За Караваджо семенил Просперо, прокладывая себе путь сквозь пасхальную толпу в церкви Иисуса.
– Я хочу выбить заказ у иезуитов, которые здесь заправляют, – сказал он. – Так что поставим печати на наши грамоты о причастии и сразу уйдем. Не затевай скандал.
– Да ты только посмотри на этих кривляющихся мужеложцев, дьявол их раздери!
Голос Караваджо звучал достаточно громко, чтобы привлечь внимание богомольцев, ожидающих причастия. Он слышал увещевания Просперо, но ничего не мог с собой поделать: помпезная бездарность бесила его.
В нижней части холста были изображены грешники под охраной меченосца, обратившие свои лица к Христу.
– Вот этот – карикатура на убийцу в твоем «Мученичестве святого Матфея», – сказал Просперо. – Но вместо смятения, переданного тобой, этот, похоже, страдает слабоумием.
Караваджо рассмеялся:
– Да, что-то не похоже, чтобы обреченные испытывали адские муки. Лица у них такие, будто Христос всего-навсего обругал их наряды.
– Ваше святотатство меня не удивляет, Меризи.
Резкий, гнусавый и властный голос перекрыл галдеж прихожан. Джованни Бальоне держал у бедра шляпу с плюмажем. Он выпятил грудь, обтянутую дорогим стеганым камзолом с отделкой из шелка, и выдвинул подбородок – воинственно и торжествующе, как один из обнаженных на его «Воскресении».
– Не лезь на рожон! – Просперо толкнул друга локтем.
Легкое сострадание охватило Караваджо. «Ну почему он не может просто писать картины? Зачем ему все время состязаться со мной? У него неплохая техника, он мог бы чего-то достичь. Просто его картинам никогда не сравняться с моими».
– Бальоне, ну не здесь же нам спорить, верно?
Бальоне стрельнул глазами туда-сюда, словно проверяя, все ли прихожане прислушиваются к их беседе. Тонкими, обтянутыми лайковыми перчатками пальцами он перебирал лазуритовые четки.
– Если будете и дальше возводить поклеп, я привлеку вас к суду инквизиции.

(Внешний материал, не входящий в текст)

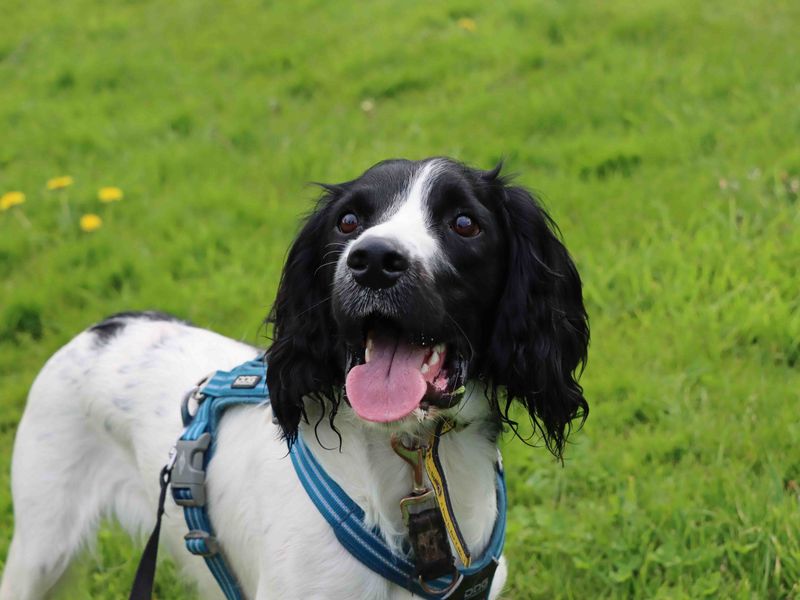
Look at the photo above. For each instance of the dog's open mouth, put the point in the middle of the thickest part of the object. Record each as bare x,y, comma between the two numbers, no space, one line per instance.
394,376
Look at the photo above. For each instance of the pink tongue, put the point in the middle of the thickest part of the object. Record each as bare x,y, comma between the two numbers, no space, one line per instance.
390,385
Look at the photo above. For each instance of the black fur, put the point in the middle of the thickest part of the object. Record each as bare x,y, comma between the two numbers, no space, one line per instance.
306,356
541,334
512,304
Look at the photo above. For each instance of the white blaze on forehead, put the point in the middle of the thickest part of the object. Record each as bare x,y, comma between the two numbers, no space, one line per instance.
407,221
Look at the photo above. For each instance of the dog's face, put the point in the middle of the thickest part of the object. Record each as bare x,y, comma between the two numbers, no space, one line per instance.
415,278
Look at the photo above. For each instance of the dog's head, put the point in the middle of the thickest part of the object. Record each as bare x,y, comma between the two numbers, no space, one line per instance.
417,278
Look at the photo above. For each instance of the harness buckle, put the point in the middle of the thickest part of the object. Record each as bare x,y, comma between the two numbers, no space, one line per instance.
208,540
188,473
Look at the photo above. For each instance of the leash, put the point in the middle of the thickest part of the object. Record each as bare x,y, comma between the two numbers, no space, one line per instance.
432,574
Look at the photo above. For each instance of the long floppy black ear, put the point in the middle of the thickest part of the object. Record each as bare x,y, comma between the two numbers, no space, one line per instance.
541,333
304,358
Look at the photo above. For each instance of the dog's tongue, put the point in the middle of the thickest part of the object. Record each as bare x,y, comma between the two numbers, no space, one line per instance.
390,385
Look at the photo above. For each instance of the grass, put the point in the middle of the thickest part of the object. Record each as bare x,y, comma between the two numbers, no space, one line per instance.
662,136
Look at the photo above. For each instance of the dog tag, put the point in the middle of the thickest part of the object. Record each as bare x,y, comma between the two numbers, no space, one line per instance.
432,555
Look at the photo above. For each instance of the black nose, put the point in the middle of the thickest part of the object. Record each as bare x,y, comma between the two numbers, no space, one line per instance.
376,263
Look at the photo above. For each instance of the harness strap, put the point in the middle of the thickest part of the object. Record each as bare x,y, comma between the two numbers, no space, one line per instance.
186,473
346,519
142,588
244,385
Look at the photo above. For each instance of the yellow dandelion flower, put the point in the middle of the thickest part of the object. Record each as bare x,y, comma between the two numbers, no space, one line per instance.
90,222
467,24
10,199
109,194
58,183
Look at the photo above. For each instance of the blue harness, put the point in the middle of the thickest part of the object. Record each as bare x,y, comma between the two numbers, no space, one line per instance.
246,384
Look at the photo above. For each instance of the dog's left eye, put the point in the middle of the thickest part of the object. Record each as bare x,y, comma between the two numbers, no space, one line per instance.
466,226
348,223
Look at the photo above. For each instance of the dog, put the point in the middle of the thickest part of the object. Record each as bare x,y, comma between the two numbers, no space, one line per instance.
416,279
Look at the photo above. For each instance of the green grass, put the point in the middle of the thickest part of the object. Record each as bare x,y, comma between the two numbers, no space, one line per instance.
663,137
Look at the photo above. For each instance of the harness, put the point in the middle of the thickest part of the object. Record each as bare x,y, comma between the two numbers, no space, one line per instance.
426,512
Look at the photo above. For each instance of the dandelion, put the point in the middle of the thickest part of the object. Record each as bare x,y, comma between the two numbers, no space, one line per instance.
90,222
109,194
467,24
59,183
10,199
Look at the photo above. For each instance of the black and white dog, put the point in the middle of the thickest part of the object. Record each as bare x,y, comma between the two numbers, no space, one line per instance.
406,283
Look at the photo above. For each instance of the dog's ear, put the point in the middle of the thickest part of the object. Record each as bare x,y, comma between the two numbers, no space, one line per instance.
304,358
541,332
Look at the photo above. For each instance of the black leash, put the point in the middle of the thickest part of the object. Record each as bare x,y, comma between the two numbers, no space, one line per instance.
142,588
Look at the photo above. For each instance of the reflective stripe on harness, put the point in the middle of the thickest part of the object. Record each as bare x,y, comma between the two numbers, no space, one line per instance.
246,384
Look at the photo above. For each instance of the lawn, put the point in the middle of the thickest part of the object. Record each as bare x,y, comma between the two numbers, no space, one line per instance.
662,136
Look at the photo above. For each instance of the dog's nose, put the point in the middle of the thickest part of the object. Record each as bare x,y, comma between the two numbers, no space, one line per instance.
376,263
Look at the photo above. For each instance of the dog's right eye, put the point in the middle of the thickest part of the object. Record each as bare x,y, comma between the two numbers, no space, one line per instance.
348,223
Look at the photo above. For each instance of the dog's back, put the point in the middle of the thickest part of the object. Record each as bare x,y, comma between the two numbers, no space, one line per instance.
78,456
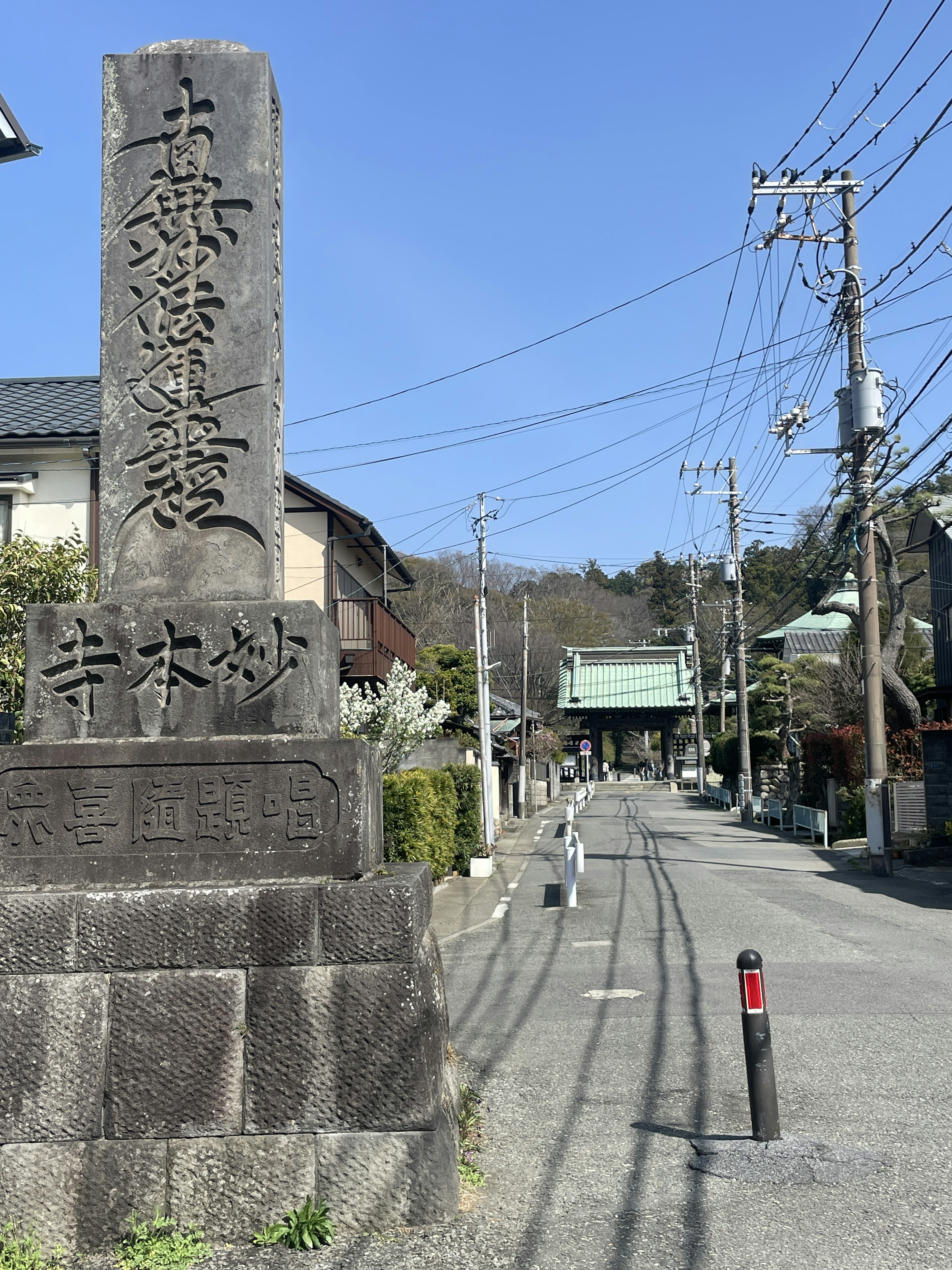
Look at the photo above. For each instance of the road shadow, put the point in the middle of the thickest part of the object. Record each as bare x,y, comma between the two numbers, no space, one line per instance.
903,887
669,1131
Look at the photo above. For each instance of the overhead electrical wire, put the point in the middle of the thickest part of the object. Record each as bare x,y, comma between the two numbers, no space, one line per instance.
522,349
837,87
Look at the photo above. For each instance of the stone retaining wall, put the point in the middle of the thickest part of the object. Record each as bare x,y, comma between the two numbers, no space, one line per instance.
221,1053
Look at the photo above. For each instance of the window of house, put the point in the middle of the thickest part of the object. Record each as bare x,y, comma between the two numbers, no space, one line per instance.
347,587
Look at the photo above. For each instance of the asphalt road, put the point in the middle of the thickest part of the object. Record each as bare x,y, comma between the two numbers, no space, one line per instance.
592,1103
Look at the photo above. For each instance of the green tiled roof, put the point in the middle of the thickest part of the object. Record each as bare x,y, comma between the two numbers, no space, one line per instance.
624,680
847,594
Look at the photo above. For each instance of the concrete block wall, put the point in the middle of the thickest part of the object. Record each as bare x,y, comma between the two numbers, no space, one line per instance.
220,1053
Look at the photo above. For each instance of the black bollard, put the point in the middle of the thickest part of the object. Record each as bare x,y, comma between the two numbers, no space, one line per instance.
762,1085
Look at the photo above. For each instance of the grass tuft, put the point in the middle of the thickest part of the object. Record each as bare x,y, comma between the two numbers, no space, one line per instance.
160,1245
470,1137
20,1251
304,1229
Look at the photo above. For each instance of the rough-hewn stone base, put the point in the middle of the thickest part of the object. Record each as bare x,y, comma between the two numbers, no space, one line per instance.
221,1053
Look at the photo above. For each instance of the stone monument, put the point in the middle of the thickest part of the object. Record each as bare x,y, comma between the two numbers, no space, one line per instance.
214,997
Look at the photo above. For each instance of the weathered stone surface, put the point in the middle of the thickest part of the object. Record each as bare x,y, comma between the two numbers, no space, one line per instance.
81,1194
157,812
192,366
166,929
53,1056
379,1180
176,1052
37,934
380,919
346,1047
181,670
234,1187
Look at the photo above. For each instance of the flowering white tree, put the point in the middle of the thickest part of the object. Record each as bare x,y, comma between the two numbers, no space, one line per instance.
395,716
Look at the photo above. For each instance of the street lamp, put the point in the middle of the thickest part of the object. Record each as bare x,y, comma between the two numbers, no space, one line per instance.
13,139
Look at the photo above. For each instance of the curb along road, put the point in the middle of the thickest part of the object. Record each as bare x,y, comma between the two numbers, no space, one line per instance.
466,905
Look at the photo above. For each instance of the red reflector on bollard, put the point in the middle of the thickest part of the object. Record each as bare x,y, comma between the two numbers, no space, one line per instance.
753,992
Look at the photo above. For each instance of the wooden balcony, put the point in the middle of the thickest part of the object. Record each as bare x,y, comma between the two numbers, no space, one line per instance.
371,639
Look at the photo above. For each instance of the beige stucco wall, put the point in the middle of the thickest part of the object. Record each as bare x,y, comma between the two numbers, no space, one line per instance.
56,505
56,502
305,554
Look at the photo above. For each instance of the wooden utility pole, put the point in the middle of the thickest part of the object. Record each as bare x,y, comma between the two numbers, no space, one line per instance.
724,666
524,704
741,666
489,830
699,699
863,426
866,403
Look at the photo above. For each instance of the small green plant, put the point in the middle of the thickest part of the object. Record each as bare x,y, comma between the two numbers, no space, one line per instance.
304,1229
470,1137
160,1245
20,1251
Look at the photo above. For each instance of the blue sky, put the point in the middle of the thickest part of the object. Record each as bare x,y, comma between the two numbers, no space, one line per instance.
461,181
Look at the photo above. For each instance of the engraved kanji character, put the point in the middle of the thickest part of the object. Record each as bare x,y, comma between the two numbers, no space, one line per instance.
260,664
27,794
166,671
91,806
177,233
304,822
304,785
79,679
157,811
238,804
27,803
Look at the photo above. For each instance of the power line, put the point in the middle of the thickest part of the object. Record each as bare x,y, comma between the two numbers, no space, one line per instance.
836,89
879,89
524,349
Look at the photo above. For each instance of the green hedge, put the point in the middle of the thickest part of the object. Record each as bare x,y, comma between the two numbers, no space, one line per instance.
469,813
419,817
725,752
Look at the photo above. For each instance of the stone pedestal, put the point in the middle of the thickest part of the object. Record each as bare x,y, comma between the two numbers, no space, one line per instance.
220,1053
214,997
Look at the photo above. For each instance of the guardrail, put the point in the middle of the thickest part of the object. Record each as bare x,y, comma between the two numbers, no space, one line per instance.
775,811
810,818
720,795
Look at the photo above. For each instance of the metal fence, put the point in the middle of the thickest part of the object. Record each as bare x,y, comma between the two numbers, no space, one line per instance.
716,794
810,818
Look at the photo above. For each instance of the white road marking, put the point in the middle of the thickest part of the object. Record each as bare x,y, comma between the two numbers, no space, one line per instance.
612,994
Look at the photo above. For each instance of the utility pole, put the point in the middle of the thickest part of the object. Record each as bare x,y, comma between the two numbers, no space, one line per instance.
861,423
489,830
724,666
699,701
741,666
524,704
866,403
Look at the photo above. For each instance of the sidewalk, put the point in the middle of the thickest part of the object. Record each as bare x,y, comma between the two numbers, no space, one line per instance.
461,905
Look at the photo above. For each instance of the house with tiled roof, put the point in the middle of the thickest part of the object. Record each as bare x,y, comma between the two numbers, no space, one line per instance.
821,634
334,556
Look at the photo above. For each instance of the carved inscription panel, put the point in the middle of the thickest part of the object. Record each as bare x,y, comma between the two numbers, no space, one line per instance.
192,437
151,670
150,812
219,807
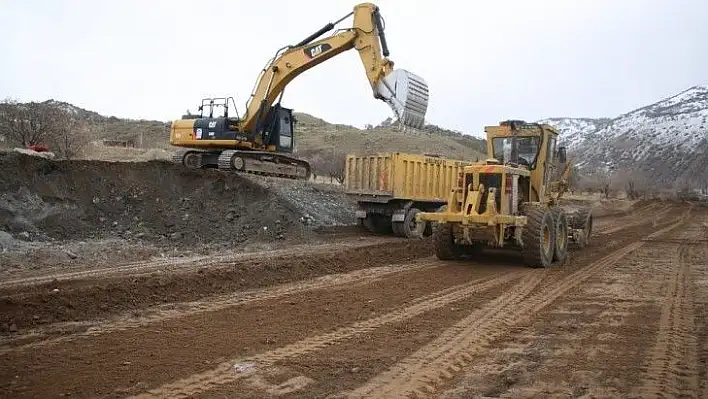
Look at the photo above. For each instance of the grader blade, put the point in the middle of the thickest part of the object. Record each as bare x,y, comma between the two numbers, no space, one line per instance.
407,94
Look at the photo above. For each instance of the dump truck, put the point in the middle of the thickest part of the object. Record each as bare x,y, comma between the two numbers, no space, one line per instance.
512,200
391,188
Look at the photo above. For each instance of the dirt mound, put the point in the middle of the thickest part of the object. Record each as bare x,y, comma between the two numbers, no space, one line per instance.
42,199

Вокруг них собралась толпа. Караваджо чувствовал, как с каждым вдохом в его груди разгорается ярость.
– Думаете, я боюсь инквизиции?
– Ну вот, приехали, – Просперо воздел руки к небесам в бессильной досаде.
– За что я боюсь, так это за живопись, – Караваджо потянул на себя шелковую розетку с камзола Бальоне. – И если не могу удержаться от брани, то лишь потому, что искусство мне дороже, чем ваша честь.
– Пишите что угодно и как угодно, – отмахнулся Бальоне. – Но я полагаю, что вы – могильщик искусства. И ваша техника.
– Моя техника достаточно хороша, чтобы вы безуспешно пытались копировать ее в жалкой бездарной мазне, вывешенной на этой стене. Это – худшая из ваших картин. Я не слышал о ней ни единого доброго слова.
Караваджо говорил с таким пылом, что иезуит у алтаря поднял голову от святого причастия. Драки в переполненной народом церкви случались нередко, и священник насторожился. Караваджо умолк, и месса продолжалась.
– Возможно, инквизиции будет интересно узнать о вас и вашем любимчике Чекко, – Бальоне направился к выходу, протискиваясь между все прибывавшими прихожанами. – Вы ведь сами были не прочь получить заказ на «Воскресение». Ясно, что вы мне просто завидуете.
– Таких уродов, как ты, я ем на завтрак! – Караваджо понесся за Бальоне, перепрыгивая через ступеньки. В спешке он столкнулся с каким-то тучным господином, кубарем полетел вниз и распластался у подножия лестницы, придавленный упавшим на него толстяком. Караваджо успел увидеть, как Бальоне помчался через площадь, – плащ развевался у него за спиной.
Подошедший Просперо взял Караваджо под мышки и бережно усадил на ступеньки.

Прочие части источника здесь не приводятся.